Foreign bonds have always been one of my favorite areas for genuine diversification. Historically speaking, foreign bonds do not correlate negatively or positively with stocks.
Until recently, however, ETF investors had slim pickings. You had vehicles such as SPDR DB International Gov’t Inflation Protected (WIP) as well as SPDR Barclays International Treasury (BWX). Yet WIP and BWX experienced enormous difficulties during the U.S. subprime disaster; moreover, neither looks fit for consumption in the present-day sovereign debt crisis.
Fortunately, fund families have been introducing non-dollar and non-euro denominated bond ETFs. For those who wanted emerging market bond yields in appreciating currencies (and yes ... that included me), WisdomTree Emerging Market Local Debt (ELD) appeared to be a godsend. And in many ways, WisdomTree Asia Local Debt (ALD) may have seemed even more appealing.
Both ALD and ELD provide an income stream with capital appreciation potential. And at their inception, they were met with enormous enthusiasm. Even today, if safety-seeking were a rational process, investors should be intrigued by governments capable of paying their debts in currencies that, for the most part, are not being devalued by weak monetary/fiscal policies.
Instead, institutional investors have soured on local debt bond ETFs.

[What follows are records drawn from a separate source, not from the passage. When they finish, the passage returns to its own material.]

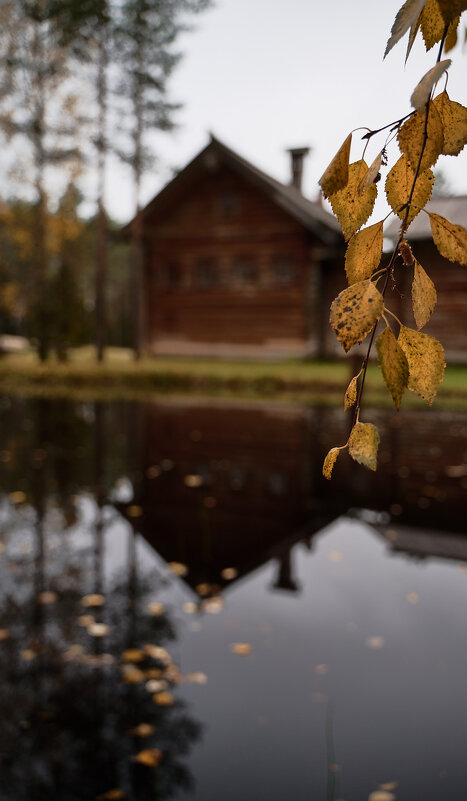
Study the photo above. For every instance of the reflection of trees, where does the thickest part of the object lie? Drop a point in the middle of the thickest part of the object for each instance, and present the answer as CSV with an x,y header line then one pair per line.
x,y
69,702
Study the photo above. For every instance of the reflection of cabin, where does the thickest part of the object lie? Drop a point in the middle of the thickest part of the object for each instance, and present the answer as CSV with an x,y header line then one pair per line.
x,y
235,261
236,484
449,320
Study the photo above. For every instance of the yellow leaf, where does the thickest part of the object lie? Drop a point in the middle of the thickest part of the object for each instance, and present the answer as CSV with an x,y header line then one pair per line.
x,y
149,756
405,17
450,239
143,730
329,462
423,296
364,253
423,89
432,23
454,119
336,175
411,138
363,444
351,208
351,393
355,311
372,173
393,364
425,357
399,184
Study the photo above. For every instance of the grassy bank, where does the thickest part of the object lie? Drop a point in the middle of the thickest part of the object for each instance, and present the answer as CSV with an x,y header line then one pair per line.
x,y
119,376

Not only have the markets punished shareholders with nearly -10% in depreciation off the highs, but institutional money managers also appear to be running for the hills.
Consider the sobering “stats” from Tuesday’s session, September 27. Block trade “selling on strength” revealed that money managers dumped $200 million of WisdomTree Emerging Market Local Debt (ELD) on 11x the normal volume, erasing 15% of ELD’s assets under management. Similarly, money managers dismissed $220 million of WisdomTree Asia Local Debt (ALD) on 33x normal volume, eradicating 34% of ALD’s total asset base.
33x the normal volume? 34% asset-under-management wipeout? Anyone who believes that contagion fears are approaching containment isn’t paying attention to the exodus from emerging market bonds.
Perhaps ironically, I have not returned to developed world treasuries for years. What’s more, in complete contrast, I continue to embrace dollar-denominated emerging market debt like PowerShares Emerging Debt (PCY) as well as local currency debt (e.g., ALD, ELD). After all, even global recession forecasters would agree that emerging market central banks have ample room to cut rates.
It follows that a significant slowdown in economic growth may benefit emerging market bonds. EM central banks could lower rates, effectively boosting the price on a number of EM Bond ETFs.
Of course, if the entire globe becomes infected by the eurozone virus, all “bets” would be off. In fact, under that scenario, even gold bugs could get squashed.
Disclosure: Gary Gordon, MS, CFP is the president of Pacific Park Financial, Inc., a Registered Investment Adviser with the SEC. Gary Gordon, Pacific Park Financial, Inc, and/or its clients may hold positions in the ETFs, mutual funds, and/or any investment asset mentioned above. The commentary does not constitute individualized investment advice. The opinions offered herein are not personalized recommendations to buy, sell or hold securities. At times, issuers of exchange-traded products compensate Pacific Park Financial, Inc. or its subsidiaries for advertising at the ETF Expert web site. ETF Expert content is created independently of any advertising relationships.